If the PSK is never transferred, how can you write a program to see it?

The question I would ask is, why?

Can't think of many legitimate reasons for attempting this. It sounds like a rogue AP or MITM attempt.

1 Like

I'm sorry but I haven't read in depth about how WPA works so I might have everything wrong. Isn't the PSK stored in the firmware? What I meant is I wanted to edit the firmware in order to be able to see what passwords have been tried on my wifi.

Meaning I wanted to edit the file where the verification happens checking the code above which jow provided I assume I'll get the tried password on the router but it will be hashed not in plain text.

Well, it can be used to create an Evil twin router to grab other passwords but that wasn't my intention. I just was actually doing it for fun but it seems more complicated than I thought.

What everyone is telling you is that the attempted password is never actually sent.
Obviously if it was, it would be very easy to snoop from the air for a third party.
The protocol allows for proving that both parties know the secret without saying the secret itself.

I'm not sure the exact method used in WPA, but the one I am familiar with is diffie hellman.

Look at the paint mixing example in this article and I think you will see how this can be achieved.

1 Like

Yes, the PSK is on the device, which means you don't have to write any code, you just look at it. want to know attempted passwords - since they derive from an incorrect PSK that you do not have, I'm not sure how one could see them.

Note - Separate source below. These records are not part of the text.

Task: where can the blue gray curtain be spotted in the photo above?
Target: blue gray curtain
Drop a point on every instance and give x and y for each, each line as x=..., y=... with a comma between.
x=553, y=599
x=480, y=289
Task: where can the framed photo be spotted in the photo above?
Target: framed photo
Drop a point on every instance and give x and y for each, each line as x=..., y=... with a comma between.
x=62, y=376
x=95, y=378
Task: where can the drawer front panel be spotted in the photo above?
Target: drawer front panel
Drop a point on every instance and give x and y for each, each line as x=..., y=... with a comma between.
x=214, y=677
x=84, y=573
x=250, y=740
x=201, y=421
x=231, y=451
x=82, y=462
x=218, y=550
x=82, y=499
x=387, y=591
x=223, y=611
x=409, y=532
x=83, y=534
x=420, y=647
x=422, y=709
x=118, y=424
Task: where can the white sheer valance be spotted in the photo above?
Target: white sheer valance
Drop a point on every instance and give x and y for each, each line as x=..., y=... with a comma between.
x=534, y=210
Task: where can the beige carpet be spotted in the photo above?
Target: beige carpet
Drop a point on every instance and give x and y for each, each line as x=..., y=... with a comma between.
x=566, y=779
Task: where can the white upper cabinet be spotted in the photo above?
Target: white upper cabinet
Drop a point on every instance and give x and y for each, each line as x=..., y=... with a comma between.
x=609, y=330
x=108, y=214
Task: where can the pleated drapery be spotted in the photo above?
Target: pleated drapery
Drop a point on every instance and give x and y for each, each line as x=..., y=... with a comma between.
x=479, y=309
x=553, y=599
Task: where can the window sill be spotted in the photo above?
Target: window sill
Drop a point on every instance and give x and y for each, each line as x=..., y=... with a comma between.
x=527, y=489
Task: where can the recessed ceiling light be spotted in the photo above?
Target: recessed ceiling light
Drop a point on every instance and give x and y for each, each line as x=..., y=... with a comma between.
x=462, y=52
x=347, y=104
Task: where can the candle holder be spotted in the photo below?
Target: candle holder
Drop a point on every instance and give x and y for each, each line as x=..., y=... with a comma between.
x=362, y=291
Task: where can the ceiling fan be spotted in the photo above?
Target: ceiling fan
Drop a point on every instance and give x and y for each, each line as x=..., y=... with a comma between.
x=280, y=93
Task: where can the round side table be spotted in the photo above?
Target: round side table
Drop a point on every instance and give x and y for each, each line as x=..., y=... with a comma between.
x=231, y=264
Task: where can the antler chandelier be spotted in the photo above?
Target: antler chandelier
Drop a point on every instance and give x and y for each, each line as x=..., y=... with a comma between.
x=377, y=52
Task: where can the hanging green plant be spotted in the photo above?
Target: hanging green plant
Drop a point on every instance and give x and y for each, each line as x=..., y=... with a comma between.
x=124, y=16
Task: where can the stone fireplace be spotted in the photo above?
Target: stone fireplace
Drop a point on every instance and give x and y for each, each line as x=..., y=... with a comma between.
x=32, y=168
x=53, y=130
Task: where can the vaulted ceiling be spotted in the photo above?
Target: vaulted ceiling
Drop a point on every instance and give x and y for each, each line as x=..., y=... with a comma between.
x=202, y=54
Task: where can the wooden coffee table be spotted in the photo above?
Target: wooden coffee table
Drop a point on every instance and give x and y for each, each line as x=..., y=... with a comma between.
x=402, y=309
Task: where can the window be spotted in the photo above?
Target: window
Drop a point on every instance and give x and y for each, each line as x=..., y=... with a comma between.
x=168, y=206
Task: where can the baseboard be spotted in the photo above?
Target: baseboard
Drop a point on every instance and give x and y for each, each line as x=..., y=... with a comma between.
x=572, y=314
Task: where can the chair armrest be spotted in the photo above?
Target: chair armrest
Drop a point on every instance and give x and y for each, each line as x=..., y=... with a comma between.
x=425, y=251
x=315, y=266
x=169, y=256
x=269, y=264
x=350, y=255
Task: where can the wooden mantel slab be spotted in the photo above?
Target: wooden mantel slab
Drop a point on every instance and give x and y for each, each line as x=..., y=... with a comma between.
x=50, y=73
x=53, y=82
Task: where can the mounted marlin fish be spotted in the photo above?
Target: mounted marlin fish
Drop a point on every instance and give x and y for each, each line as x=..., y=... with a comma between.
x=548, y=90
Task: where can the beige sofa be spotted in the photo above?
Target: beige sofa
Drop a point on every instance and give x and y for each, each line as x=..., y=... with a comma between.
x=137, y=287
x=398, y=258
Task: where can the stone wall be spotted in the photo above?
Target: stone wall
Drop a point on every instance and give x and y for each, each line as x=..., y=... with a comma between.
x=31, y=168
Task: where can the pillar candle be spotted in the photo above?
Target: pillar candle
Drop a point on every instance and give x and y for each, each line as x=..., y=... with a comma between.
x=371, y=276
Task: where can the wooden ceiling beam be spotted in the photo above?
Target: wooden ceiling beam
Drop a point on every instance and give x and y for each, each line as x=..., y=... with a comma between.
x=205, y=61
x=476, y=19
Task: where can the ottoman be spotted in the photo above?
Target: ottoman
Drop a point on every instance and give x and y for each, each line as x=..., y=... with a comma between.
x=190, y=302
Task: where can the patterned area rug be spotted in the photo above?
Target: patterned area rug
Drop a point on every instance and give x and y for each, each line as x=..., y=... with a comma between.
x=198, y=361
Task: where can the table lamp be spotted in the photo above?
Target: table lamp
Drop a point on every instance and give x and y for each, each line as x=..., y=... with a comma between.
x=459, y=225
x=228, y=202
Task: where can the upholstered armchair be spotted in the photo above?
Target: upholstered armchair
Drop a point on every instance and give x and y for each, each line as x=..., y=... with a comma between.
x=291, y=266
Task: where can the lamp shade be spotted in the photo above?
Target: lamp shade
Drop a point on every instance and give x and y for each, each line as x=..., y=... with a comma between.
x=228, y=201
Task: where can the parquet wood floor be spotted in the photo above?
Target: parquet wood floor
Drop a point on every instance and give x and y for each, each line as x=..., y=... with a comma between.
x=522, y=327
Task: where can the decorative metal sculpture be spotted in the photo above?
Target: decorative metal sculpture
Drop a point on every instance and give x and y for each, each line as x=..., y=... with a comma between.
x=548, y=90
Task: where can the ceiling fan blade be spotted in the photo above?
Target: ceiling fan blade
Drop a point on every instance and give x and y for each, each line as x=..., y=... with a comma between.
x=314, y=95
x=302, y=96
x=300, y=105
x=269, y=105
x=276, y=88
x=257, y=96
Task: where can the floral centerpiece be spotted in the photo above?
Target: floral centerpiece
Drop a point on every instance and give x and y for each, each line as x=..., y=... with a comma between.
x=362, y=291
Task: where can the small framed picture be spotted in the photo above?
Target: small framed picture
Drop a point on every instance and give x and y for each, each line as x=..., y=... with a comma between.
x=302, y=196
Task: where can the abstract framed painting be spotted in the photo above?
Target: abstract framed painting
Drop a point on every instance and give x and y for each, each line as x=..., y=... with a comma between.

See the sections that describe the Message Integrity Check:

Also, feel free to use one post to reply to multiple posts, we can all see.

The wifi password gets read at MAC address.

A MAC address is a hardware identification number that uniquely identifies each device on a network. The MAC address is manufactured into every network card, such as an Ethernet card or Wi-Fi card, and therefore cannot be changed.

That's very informative thank you for sharing that. And also I don't really know how to reply to multiple posts.

I'm sorry but I'm not sure what the MAC address has to do with getting the password tried. But as far as I know MAC addresses can be spoofed.

Just stop using 2 messages to reply, that's all. It was more important if you're a new user.

This is true; and makes it even more difficult, given you'll not know the MAC of the connecting device.